Bitkisel vurgun
Son dönemde bir bitkisel ilaç çılgınlığı almış başını gidiyor.
Televizyonlar ve gazeteler adeta bu bitkisel çılgınlığı had safhaya çıkarmış durumda.
Televizyona her gün bir profesör çıkıyor ve bir bitkiden bahsediyor.
Ertesi günü Eminönü’ndeki aktarların önünde büyük kuyruklar oluşuyor.
Atkuyruğu, susam yağı, kekik otu ve daha binlercesi.
Yıllar önce Anadolu’da insanlar doktora gitmez, eczacıya giderdi.
Farmakoloji ilmi eğitimi almış eczacılar da doktorlar kadar bilgili olduğundan hastalığını söylediğin an sana bir ilaç verirdi.
İşte Türkiye belki de 40 yıl öncesinin o dönemine geri döndü.
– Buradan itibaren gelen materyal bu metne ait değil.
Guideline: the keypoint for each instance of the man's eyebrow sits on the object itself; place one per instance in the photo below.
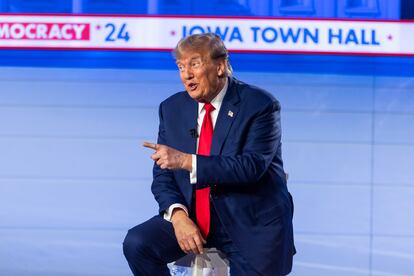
(191, 59)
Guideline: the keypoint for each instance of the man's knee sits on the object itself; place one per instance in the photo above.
(135, 243)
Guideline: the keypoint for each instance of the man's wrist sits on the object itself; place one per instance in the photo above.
(187, 162)
(178, 214)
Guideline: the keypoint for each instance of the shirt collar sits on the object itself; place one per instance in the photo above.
(217, 101)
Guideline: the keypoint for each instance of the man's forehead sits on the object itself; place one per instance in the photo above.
(190, 56)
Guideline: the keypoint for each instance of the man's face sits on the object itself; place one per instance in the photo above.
(200, 75)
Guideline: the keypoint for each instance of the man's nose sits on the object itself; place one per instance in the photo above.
(188, 73)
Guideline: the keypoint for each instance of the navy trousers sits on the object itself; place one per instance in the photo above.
(148, 247)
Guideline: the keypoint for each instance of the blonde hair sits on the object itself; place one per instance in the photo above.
(204, 43)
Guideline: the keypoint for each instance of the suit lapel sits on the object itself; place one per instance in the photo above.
(190, 123)
(228, 113)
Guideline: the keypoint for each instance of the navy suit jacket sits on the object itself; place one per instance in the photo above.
(244, 170)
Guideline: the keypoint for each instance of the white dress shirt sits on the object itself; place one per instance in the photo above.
(216, 102)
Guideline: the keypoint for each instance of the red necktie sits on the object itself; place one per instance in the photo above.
(202, 199)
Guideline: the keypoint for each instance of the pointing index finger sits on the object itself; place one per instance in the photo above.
(150, 145)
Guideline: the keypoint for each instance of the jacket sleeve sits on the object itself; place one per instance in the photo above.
(164, 186)
(260, 147)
Ancak bu defa farmakoloji eğitimi almış eczacıya değil aktara koştu.
Söyle derdini versin sana en iyi bitki ilacını.
Eminönü’nde daha birkaç yıl öncesine kadar sıradan bir esnaf olan baharatçılar ve aktarlar bugün trilyonluk ciroları olan dev anomin şirketi oldu.
İlaç şirketleri kendi ilaçlarını yazdırmak için doktorlara adeta yalvarırken, aktarlar tok satıcı.
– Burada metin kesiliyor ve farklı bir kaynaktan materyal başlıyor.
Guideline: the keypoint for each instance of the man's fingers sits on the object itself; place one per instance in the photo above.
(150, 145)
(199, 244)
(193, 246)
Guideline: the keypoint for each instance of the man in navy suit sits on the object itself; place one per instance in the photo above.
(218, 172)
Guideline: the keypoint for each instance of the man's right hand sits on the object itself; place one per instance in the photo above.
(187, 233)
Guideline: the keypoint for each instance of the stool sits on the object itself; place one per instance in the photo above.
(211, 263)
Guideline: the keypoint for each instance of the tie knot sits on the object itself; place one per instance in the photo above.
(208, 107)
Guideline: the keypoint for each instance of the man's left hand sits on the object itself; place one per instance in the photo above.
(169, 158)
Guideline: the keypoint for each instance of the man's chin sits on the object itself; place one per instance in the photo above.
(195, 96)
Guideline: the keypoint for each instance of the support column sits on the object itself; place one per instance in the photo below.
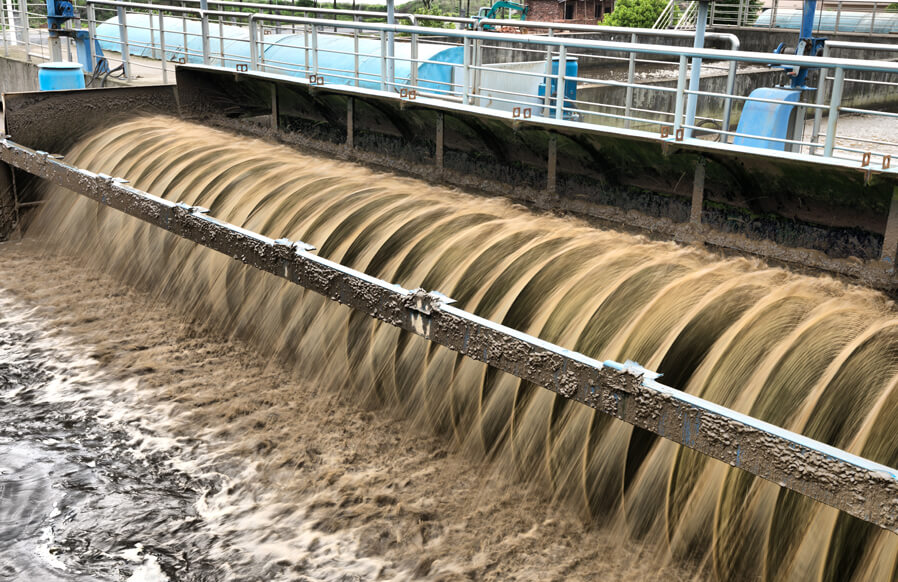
(890, 240)
(698, 192)
(8, 204)
(551, 181)
(350, 122)
(439, 141)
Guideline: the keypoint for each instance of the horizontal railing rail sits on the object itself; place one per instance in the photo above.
(509, 71)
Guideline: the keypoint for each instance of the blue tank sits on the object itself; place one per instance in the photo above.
(60, 76)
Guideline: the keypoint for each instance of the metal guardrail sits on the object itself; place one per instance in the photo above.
(857, 486)
(834, 16)
(494, 63)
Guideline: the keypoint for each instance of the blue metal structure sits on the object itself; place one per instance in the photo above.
(775, 120)
(60, 76)
(491, 12)
(832, 21)
(765, 119)
(808, 45)
(89, 53)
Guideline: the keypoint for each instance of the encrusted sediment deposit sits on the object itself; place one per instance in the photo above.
(762, 341)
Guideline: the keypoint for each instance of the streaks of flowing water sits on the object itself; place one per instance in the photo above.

Çünkü Türkiye’de ilaç reklamı yasak. Ama bitkisel ilaç reklamı serbest.
Kimsenin branşını sormadığı sadece profesör ünvanı olduğu için itibar gösterilen kişilerin ağzından çıkan her kelime trilyonluk reklamdan daha önemli.
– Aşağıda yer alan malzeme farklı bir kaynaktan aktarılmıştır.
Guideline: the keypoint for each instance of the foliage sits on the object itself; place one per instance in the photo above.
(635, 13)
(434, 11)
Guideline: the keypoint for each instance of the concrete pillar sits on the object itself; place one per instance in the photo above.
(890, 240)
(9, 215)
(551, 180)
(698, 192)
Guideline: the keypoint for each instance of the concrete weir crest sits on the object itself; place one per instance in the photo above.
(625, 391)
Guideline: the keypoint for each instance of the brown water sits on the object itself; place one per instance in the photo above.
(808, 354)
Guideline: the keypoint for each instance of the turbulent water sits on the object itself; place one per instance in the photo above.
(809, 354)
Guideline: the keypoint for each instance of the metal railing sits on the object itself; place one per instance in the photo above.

İşte bu gelişmeler ilginç vurgunlara da neden oluyor.
Son dönemde Türkiye domuz gribi ile yatıp kalkıyor.
Hijyenik madde üretenler büyük cirolara ulaştı.
Sadece halkın bilinçsiz takıntısı yüzünden.
Şimdi de bir bağışıklık sistemi güçlendirme modası çıkmış.
Kilosu daha birkaç ay öncesine kadar 10 liradan satılan ve kimsenin yüzüne bile bakmadığı ekinezya bitkisi son günlerin en çok prim yapan maddesi oldu.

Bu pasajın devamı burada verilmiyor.